The controversy is fueling speculation over whether the controversy is an example of poor vetting or a conscious decision to push ahead despite the predictable complaints from some sectors of the Jewish community.

Tevi Troy, a former Jewish liaison and domestic policy adviser in the George W. Bush administration, said he was surprised that such a controversial honoree could pass what should be an extensive vetting process in the White House.

Troy said that when he worked in the Bush administration, one person had the job of researching every person selected for an honor or scheduled to meet with the president to make sure the person had nothing in his or her past that might reflect badly on the president — from a controversial public statement to a tax lien.

Finally, Troy said, any major award would have to “get clearance” from senior staff, which in this case would likely include top adviser David Axelrod and chief of staff Rahm Emanuel, both of whom are Jewish.

Abraham Foxman, the ADL’s national director, doubted that this was a case of anything more than “sloppy research.”

“I don’t think this is consciously” an act “against the Jewish community or Israel,” he said. “Somebody didn’t do their due diligence.”

One Obama supporter suggested that the controversy was a distraction from more important matters.

“With a major battle to ensure every American has access to health care, delicate negotiations to further the peace process in the Middle East and the battle to deny Iran a nuclear capacity, don’t we as a community have more critical issues to focus on?” said Ira Forman, the CEO of the National Jewish Dem-ocratic Council.

The primary criticism of Robinson, the first female president of Ireland, comes over her 1997-2002 tenure as U.N. high commissioner of human rights, during which she was the convener of a U.N. conference ostensibly against racism that was filled with anti-Israel and anti-Semitic hostility.

“She allowed the process to be hijacked to promote the delegitimizing of Israel and pronouncements of hateful anti-Jewish canards, such as ‘Zionism is racism,’ ” Foxman said.
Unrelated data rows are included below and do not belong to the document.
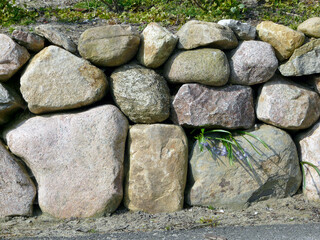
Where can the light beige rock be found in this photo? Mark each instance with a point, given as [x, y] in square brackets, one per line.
[282, 38]
[109, 46]
[287, 105]
[12, 57]
[156, 168]
[77, 159]
[157, 43]
[309, 146]
[195, 34]
[17, 191]
[311, 27]
[57, 80]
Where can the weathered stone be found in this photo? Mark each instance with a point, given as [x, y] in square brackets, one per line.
[274, 174]
[157, 43]
[157, 168]
[12, 57]
[109, 46]
[287, 105]
[195, 34]
[48, 85]
[304, 61]
[311, 27]
[30, 41]
[309, 146]
[77, 159]
[229, 107]
[17, 191]
[243, 31]
[207, 66]
[10, 102]
[283, 39]
[55, 36]
[252, 62]
[141, 93]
In an article detailing the reasons for the failure of the conference, the late Rep. Tom Lantos (D-San Mateo) wrote in 2002 that “much of the responsibility for the debacle rests on the shoulders” of Robinson, who “in her role as secretary general of the conference failed to provide the leadership needed to keep the conference on track.”

Supporters of the Robinson selection have pointed to an article from the Jerusalem Post to argue that Robinson did make efforts to fight anti-Semitism at the conference. The article reports that “waving a book of anti-Semitic cartoons distributed at the anti-racism conference in Durban, U.N. High Commissioner Mary Robinson — in a dramatic act of identification with the Jews vilified in the pamphlet — declared ‘I am a Jew’ at an NGO dinner there Wednesday night.”

Engel said he didn’t think the White House would withdraw the award because “they don’t want to look like they buckled under to pressure.” The congressman cautioned, however, that he didn’t want to “blow it out of proportion,” noting that there are “a lot more important things” going on besides the Robinson controversy.